Países com grandes tiragens de quadrinhos nativos costumam ter grandes patriarcas das HQs. Sergio Bonelli é a referência na Itália. Walt Disney e Will Eisner são os caras nos EUA. Brasil e Japão não são diferentes nesse quesito. Mauricio de Sousa e Osamu Tezuka são referências incontornáveis. Elevados – por muitos – à categoria de semi-deuses do gibi, ambos conseguiram deixar marcas indeléveis na história da nona arte em seus países. Criadores de verdadeiros impérios do entretenimento, Sousa e Tezuka parecem ter nascido com o toque de Midas. Ambos têm obra vasta e diversa. Mauricio conseguiu se aventurar além do entretenimento infanto-juvenil, criando histórias que passam por gêneros como o romance adolescente (Rollo e Pipa), filosofia (Horácio) e escapismo (Astronauta). Tezuka também não ficou para trás nesse aspecto, muito pelo contrário. Atacou em várias frentes, com temáticas do tipo aventura/fantasia (Astro Boy), contos de fadas (A Princesa e o Cavaleiro), semibiografia (Adolf) e suspense sobrenatural (Dororo), entre outras. Apesar disso, existem diferenças importantes entre os publishers brasileiro e japonês.  Por mais que a obra de Maurício de Sousa seja diversificada, ela é facilmente fagocitada pela extensão, profundidade e riqueza daquela produzida por seu homólogo nipônico. Como sói acontecer com os super-heróis americanos, as crias de Maurício vagam eternamente pelo universo da ficção, envelhecendo nada ou muito pouco, numa verdadeira história sem fim. No Japão, o papo é diferente e as trajetórias dos personagens costumam ter final, ainda que estejam no auge. E aí não tem choro nem vela. Acabou, está acabado, ainda que milhares de fãs insistam por ressureições e continuações. 

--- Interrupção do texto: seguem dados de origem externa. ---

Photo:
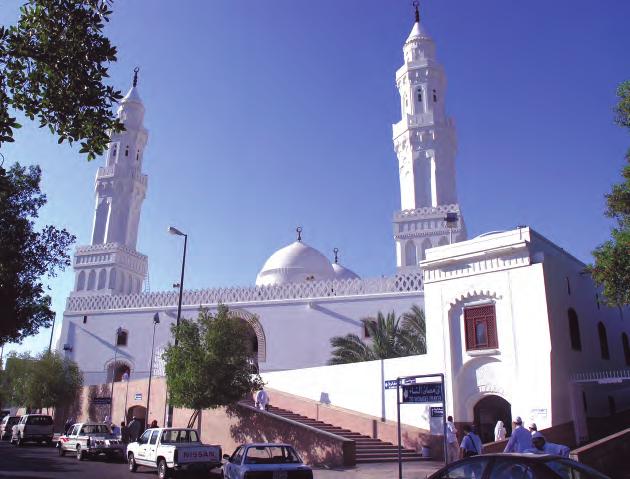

Tezuka também é partidário dessa filosofia e, por isso, investiu numa infinidade de temas e narrativas, que lhe consagraram um legado de fôlego. Além disso, conseguiu se manter como alvo de interesse por públicos de muitas faixas etárias, não apenas de crianças e adultos saudosos. Tezuka mostrou que, apesar do traço aparentemente delicado e infantil, a temática das histórias não precisava ser sempre pueril. Nem mesmo o linguajar e as situações mostrados deveriam ser sempre pasteurizados, afinal a vida não é feita apenas de momentos cor-de-rosa. Há ocasiões em que a barra fica pesada e somos forçados a reconhecer que tem muita gente escrota nesse mundo. O que nos leva ao calhamaço de 700 páginas (!)

Ayako, publicado no Brasil em fevereiro de 2018 pela Editora Veneta. 

Não é à toa que, para muitos, este trabalho seja considerado a obra prima do mestre mangaká. A epopeia da família Tenge no pós II Guerra Mundial toca em vários pontos sensíveis não apenas para o povo japonês, mas para toda a humanidade. O mais importante deles são as implicações de política interna e externa para o Japão derrotado. 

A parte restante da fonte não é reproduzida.